The cooling down period
I feel like I’ve been set adrift. I used to have intense friendships where we would hang out all the time and have intimate knowledge of each other’s lives. But these days? I’m lucky to see my friends once a month.
I don’t feel bad about this, per se, because it’s allowed me the time and space to read more, watch more movies, write more and look after my health a bit better (we used to drink a hell of a lot when we got together).
But I do think it’s appropriate to take stock and continue to invest in the friendships that remain. Like all relationships, some are situational. You’re friends because you work together, live together or are thrown together due to shared interests or circumstances.
As middle age approaches and we become increasingly involved in raising our families, our jobs and the treadmill of seeking financial security, it’s increasingly important that we continue to reach out and connect.

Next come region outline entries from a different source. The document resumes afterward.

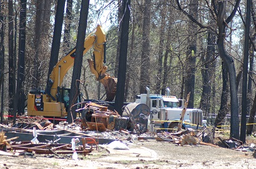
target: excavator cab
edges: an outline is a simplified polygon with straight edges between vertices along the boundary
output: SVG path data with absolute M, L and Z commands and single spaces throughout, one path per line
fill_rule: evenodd
M 67 112 L 68 109 L 70 108 L 69 107 L 69 94 L 70 94 L 70 89 L 66 88 L 61 88 L 59 89 L 59 99 L 60 101 L 64 104 L 64 107 L 66 108 L 66 111 Z M 77 98 L 77 103 L 80 103 L 81 101 L 81 96 L 80 94 Z M 76 103 L 74 103 L 76 104 Z M 81 108 L 81 105 L 77 104 L 77 109 Z

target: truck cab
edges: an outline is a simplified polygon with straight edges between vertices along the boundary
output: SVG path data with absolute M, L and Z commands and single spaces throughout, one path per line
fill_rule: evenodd
M 135 103 L 146 104 L 150 110 L 150 119 L 158 124 L 168 121 L 169 129 L 177 126 L 184 108 L 184 100 L 178 99 L 174 96 L 152 94 L 149 92 L 137 95 Z M 206 121 L 203 120 L 203 112 L 199 109 L 186 109 L 184 123 L 186 127 L 206 126 Z

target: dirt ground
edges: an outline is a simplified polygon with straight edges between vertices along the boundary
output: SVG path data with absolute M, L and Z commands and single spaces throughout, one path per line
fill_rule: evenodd
M 0 168 L 256 168 L 254 153 L 202 145 L 178 146 L 154 139 L 135 140 L 129 150 L 101 146 L 87 156 L 0 156 Z

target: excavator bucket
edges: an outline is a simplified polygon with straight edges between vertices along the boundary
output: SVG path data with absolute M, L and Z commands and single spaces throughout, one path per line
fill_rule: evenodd
M 99 80 L 105 87 L 107 98 L 105 101 L 112 101 L 116 96 L 117 78 L 106 75 L 105 77 Z

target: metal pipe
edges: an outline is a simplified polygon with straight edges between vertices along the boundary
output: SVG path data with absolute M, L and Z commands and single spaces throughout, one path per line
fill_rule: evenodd
M 58 86 L 59 86 L 59 80 L 61 78 L 61 65 L 59 65 Z

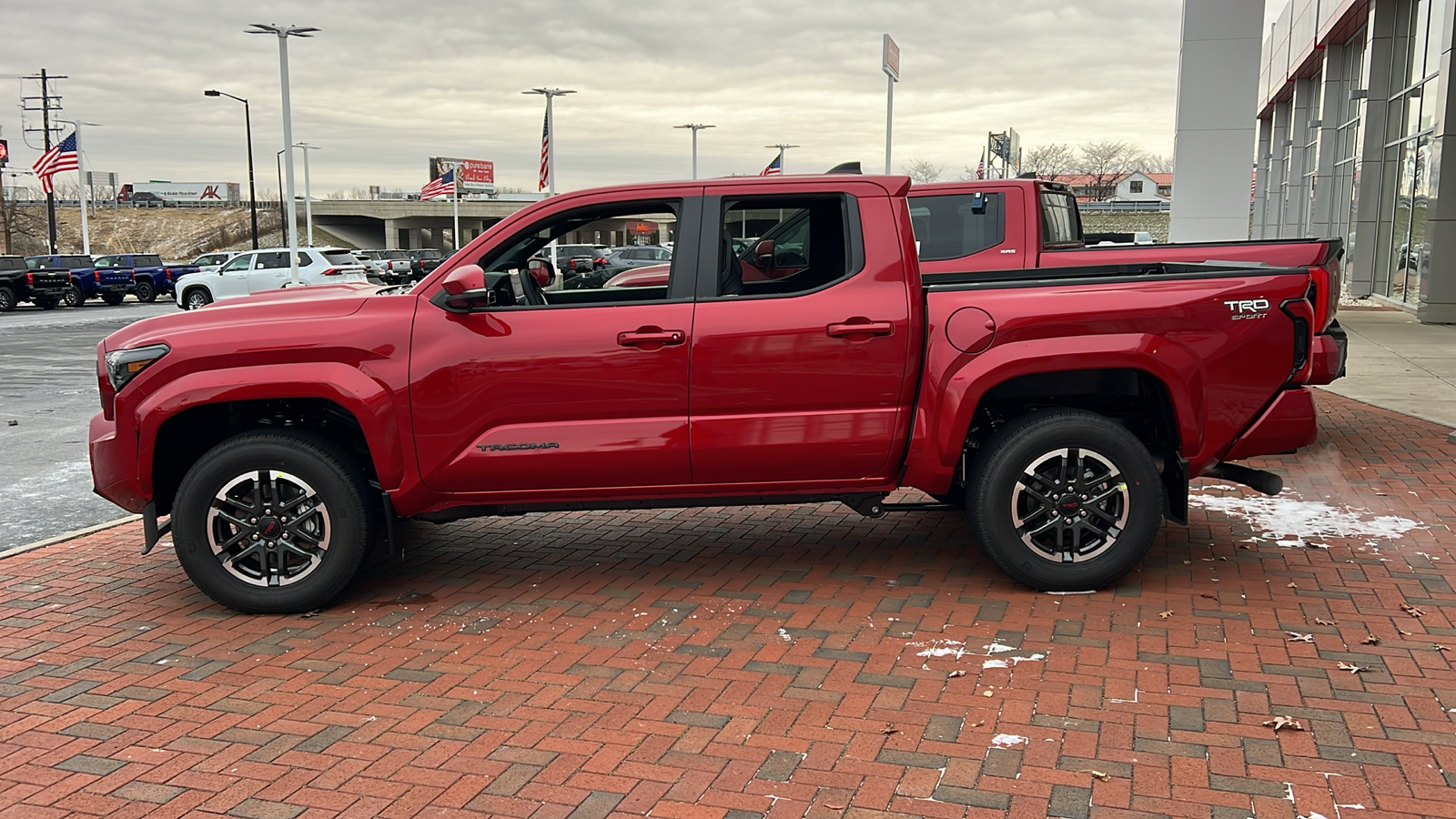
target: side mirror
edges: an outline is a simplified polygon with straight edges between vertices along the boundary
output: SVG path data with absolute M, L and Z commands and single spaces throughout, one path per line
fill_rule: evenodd
M 450 275 L 440 283 L 440 289 L 450 296 L 459 296 L 469 290 L 483 290 L 485 271 L 478 264 L 460 265 L 450 271 Z

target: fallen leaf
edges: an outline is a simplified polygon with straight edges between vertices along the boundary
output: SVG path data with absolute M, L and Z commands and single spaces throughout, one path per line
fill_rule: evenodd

There’s something intrinsically valuable about relationships where the person has known you for a long time; before the grey hairs and toddler puke. The reason? There’s an appreciation of the progress you have made and of the trajectory of your life. There’s also the shared experiences of marriages, births, break-ups and breakdowns.
We still need each other but without the insecure neediness that characterised our twenties.
Ahead of us we have the increased incidence of death and disease in our loved ones, as well as great achievements, adventures and, hopefully, enough affluence to support us through all of this.
There has certainly been a reckoning in my life in terms of which friendships have survived (getting divorced is an efficient way to halve the number of friends you have) but now is the time I want to nurture the ones that remain, while still respecting and nurturing my own needs (something I would never have done previously in my desperation to be liked).
So, to all my friends, please, let’s hang out soon. I miss you.